Fees attached to this process are payable when the documents are filed.
Serving documents on the other party
The other party to the marriage, usually called the defendant, must receive all these documents. The defendant has eight days to decide whether they want to contest the divorce.
Dissolution of the marriage
A spouse who wishes to contest a divorce application must file a Memorandum of Appearance and a defence. Divorce mediation or a counselling session with a designated individual at the court are still options at this stage.
Divorces which remain contested are decided in court by a judge. The defendant has 22 days to file a defence and a counterclaim if they wish to put forward their own reasons for the divorce.
A defendant does not need to file a Memorandum of Appearance if they accept the divorce unless they wish to be heard on other issues, such as ancillary matters.
If the court is satisfied with the evidence of irretrievable breakdown, it grants an Interim Judgement, which orders that the marriage is dissolved.
Ancillary matters deal with the division of property and assets and the arrangements for any children.
Both parties to the marriage must file affidavits disclosing their means and income, following which the court sets a date for an ancillary hearing.
Once ancillary matters are agreed upon, the couple can conclude the divorce by applying for the Final Judgement. When the Final Judgement is granted, the divorce process is considered complete.
The High Court hears cases in which the estate amounts to more than $1.5 million.
A new way forward – divorce by mutual agreement
In January 2022, under the Women’s Charter Amendment Bill, a new divorce law in Singapore was proposed to come into effect during 2023. This allows for divorce by mutual agreement.
This additional ground aims to reduce animosity and acrimony during the divorce process and facilitate the mental health and well-being of both the couple and any children from the marriage.
Divorcing on the grounds of mutual agreement will require a written statement to the effect that the marriage has irretrievably broken down and the proposed arrangements for the division of financial assets and the care and support of any children.
Whatever the grounds you choose for divorce, it is always wise to take professional advice. A legal professional will advise on the most effective way to expedite the divorce, protect your position, and offer matters such as counselling and mediation.
In the case of a contested divorce, an objective lawyer can help smooth the path to divorce and make the process shorter and less unpleasant.
Frequently asked questions
Is the process the same for Muslim divorce?
Divorce under Muslim law is different to the process under civil law. The Family Court in Singapore hears applications to end a civil marriage.
Couples married under Muslim law have their divorce applications heard by the Syariah Court. Both parties must be Muslims or have been married under the provisions of Muslim law.

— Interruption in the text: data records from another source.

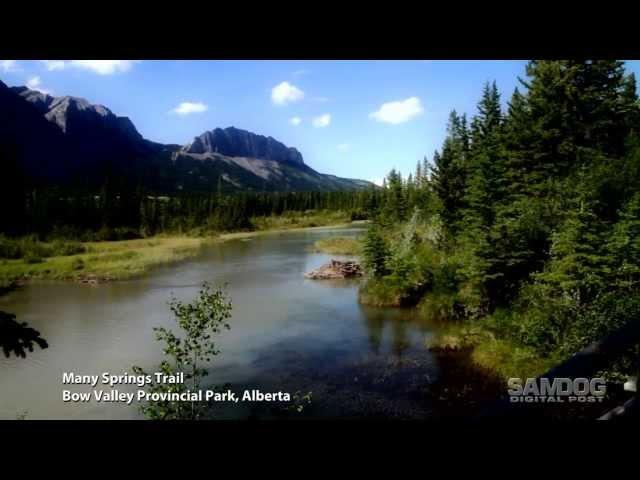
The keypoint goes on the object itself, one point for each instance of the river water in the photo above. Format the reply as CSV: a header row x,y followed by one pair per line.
x,y
287,334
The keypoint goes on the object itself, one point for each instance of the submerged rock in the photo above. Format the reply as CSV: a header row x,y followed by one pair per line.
x,y
335,269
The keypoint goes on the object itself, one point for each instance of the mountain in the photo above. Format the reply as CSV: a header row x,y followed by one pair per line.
x,y
67,140
233,142
247,161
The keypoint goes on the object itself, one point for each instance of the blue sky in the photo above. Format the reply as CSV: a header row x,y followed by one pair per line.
x,y
354,118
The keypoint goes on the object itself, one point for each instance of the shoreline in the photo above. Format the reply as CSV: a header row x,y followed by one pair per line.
x,y
110,261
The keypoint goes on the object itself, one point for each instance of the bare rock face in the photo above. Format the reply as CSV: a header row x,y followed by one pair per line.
x,y
335,269
233,142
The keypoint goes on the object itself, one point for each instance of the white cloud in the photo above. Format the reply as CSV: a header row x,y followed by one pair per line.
x,y
398,112
187,108
285,93
8,65
322,121
52,65
34,83
101,67
104,67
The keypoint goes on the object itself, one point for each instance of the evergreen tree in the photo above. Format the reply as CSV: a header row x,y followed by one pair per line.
x,y
375,252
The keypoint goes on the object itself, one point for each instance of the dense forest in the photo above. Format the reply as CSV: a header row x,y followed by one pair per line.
x,y
525,225
119,211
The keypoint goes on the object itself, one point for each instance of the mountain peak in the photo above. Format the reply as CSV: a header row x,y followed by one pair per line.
x,y
235,142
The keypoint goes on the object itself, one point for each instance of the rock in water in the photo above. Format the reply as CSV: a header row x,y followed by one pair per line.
x,y
335,269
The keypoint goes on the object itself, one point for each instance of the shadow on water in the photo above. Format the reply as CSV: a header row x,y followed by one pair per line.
x,y
18,338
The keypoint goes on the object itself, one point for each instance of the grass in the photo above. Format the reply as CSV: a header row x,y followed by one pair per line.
x,y
496,355
338,246
112,260
28,259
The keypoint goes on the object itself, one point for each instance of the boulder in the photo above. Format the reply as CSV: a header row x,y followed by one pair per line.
x,y
335,269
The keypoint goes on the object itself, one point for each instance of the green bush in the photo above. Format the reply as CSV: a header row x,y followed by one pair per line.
x,y
30,259
77,264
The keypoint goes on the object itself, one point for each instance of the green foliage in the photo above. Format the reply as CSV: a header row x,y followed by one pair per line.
x,y
534,214
375,252
30,247
188,352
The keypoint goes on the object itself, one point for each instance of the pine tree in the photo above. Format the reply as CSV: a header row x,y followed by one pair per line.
x,y
375,252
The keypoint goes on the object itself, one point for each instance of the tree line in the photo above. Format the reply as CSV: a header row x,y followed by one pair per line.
x,y
530,214
119,210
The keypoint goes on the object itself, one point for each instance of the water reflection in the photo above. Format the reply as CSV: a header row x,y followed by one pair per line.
x,y
18,338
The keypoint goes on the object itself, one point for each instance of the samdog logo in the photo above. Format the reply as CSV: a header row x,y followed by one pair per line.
x,y
557,390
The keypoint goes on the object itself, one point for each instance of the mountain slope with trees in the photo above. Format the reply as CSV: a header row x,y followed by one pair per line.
x,y
524,229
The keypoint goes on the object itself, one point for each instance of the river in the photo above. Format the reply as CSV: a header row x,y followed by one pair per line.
x,y
287,334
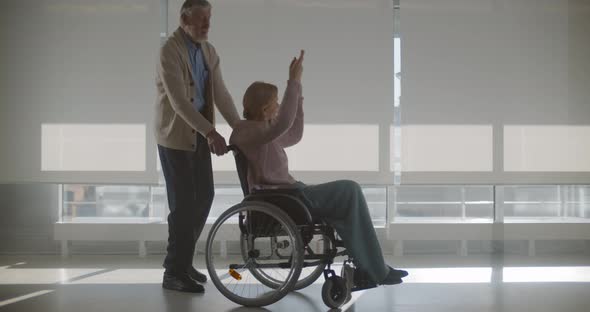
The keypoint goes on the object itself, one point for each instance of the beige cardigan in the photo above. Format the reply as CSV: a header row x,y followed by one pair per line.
x,y
176,119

What is the Mandatory Parenting Programme (MPP)?
If the marriage has children under 21 and the divorce is contested, both parties must attend a Mandatory Parenting Programme. Even if the divorce is not contested, if the couple cannot agree on the arrangements for the children, then the same applies.
Specialist counsellors help parents make sensible decisions prioritising their children’s health and well-being.
How long does it take to obtain a divorce in Singapore?
How long a divorce takes depends upon whether it is contested and how complicated the arrangements are. Simple uncontested divorces usually take under a year, whereas contested or more complicated divorces take longer.
There must be a minimum period of three months between the Interim and Final Judgements.